The answer is to seize on the truth-within-the-lie, and ensure that hope flourishes on that basis rather than letting the truth be an instrument of despair. To only call out the lie and fail to liberate the truth around which it formed is a dangerous mistake, and one that modern history has too often demonstrated from the French Revolution all the way through the myriad Communist totalitarian states - they attacked the lies of blood nobility and exploitive capitalism, but had nothing to offer in their place: They were fundamentally negative phenomena, and became an affront to humanity because of it. Instead of attacking capitalism per se, and one-sidedly deprecating the claim that profit serves humanity, we must demand that it do so - we must rethink property-as-power and redefine it as a benevolent stewardship that is morally voided when benevolence is betrayed or neglected.

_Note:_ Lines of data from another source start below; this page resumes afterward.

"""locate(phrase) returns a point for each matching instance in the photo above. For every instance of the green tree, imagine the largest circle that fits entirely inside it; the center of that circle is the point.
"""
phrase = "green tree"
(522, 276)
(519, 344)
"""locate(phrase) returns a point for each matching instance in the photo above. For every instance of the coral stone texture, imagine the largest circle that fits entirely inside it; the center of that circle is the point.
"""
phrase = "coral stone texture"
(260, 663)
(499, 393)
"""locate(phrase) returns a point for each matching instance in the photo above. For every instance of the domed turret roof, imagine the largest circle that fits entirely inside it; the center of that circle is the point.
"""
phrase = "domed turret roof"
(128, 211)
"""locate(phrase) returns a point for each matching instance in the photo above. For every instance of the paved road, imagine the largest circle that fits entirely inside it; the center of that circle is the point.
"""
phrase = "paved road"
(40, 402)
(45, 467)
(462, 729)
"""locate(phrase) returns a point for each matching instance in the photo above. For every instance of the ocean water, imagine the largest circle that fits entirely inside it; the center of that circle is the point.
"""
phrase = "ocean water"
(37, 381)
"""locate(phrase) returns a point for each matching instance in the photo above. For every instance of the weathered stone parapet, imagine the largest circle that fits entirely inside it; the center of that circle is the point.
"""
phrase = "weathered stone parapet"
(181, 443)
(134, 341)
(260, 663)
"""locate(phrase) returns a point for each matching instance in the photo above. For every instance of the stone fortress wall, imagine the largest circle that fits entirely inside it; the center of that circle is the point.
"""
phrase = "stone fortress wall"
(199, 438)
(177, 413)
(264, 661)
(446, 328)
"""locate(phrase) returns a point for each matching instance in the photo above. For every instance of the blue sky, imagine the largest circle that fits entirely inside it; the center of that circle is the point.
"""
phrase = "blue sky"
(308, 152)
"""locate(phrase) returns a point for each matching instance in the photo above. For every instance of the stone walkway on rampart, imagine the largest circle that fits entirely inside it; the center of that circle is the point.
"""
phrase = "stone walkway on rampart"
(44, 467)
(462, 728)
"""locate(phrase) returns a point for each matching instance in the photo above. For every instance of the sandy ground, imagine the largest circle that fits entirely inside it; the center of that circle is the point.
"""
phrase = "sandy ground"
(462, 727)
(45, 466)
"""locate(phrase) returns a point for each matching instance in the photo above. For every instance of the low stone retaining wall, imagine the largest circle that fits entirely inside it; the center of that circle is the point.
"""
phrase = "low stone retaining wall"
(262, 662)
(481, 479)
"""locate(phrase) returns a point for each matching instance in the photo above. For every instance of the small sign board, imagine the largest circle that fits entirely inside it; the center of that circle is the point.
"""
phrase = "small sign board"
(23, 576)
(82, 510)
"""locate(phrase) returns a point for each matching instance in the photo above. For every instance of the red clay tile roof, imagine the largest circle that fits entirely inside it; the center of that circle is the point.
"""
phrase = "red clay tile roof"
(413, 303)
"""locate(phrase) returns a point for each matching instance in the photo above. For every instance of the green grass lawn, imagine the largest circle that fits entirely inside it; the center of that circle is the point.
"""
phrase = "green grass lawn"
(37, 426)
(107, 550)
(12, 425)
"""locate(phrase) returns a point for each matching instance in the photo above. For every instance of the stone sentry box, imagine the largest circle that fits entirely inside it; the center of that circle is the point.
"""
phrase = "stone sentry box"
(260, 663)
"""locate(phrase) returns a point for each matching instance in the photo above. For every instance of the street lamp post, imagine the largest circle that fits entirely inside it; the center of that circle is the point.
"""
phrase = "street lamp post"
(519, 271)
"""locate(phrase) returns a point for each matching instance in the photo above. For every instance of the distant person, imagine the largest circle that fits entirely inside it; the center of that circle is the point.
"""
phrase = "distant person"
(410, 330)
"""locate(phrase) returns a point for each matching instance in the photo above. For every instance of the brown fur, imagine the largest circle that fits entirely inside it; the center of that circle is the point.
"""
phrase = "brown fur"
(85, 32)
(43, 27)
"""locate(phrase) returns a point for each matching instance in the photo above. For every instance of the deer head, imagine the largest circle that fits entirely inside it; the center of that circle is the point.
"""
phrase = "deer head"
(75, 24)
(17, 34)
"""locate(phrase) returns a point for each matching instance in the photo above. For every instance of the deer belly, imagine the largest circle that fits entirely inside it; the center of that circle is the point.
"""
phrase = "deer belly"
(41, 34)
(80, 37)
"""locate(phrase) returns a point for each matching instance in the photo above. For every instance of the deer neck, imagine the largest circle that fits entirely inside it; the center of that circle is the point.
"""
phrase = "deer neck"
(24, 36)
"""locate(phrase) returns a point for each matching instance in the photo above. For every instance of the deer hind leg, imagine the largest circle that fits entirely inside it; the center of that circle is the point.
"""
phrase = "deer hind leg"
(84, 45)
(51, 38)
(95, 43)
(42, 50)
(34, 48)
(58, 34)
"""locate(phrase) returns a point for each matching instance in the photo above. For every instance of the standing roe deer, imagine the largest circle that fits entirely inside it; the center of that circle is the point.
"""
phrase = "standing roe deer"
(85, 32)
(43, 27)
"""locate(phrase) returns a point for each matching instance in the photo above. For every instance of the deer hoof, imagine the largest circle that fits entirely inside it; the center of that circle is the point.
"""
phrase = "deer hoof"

How we choose to approach that politically and legally is down the road, but first we must get right in our own thinking and moral judgments: You cannot legitimately control that which you do not serve.
This viewpoint is key to a world where profit is a holistic concept rather than a one-sided transfer of wealth and power - where a farmer is one who tends the land, not one who rapes it and leaves behind a desert; where an entrepreneur is someone who realizes added potential from the same resources, not someone who simply comes up with a clever way of taking resources from other people; and where a wealthy person is someone who is talented at finding this potential, not merely someone who is a barnacle on society who is good at accumulating and giving nothing back. That is not to advocate "socialism" per se either - state property based on power is every bit as destructive as personal property justified on the same basis, if not more so - but rather to change the premise of the discussion and see where it leads.
If we can learn to view property as being defined by nurturance rather than power, then bitter libertarian arguments against such essential policies as progressive taxation, regulation of business, and provision of public services have no purchase: They are not merely failures of priority, but utterly bankrupt tautologies every bit as irrelevant as the right of conquest or the power of a patriarch to murder disobedient children. Property-as-power belongs in the same garbage heap of history as every other concept that was circularly justified on the same basis, and humanity will benefit just as greatly when we take that final step toward justice as when we took the first.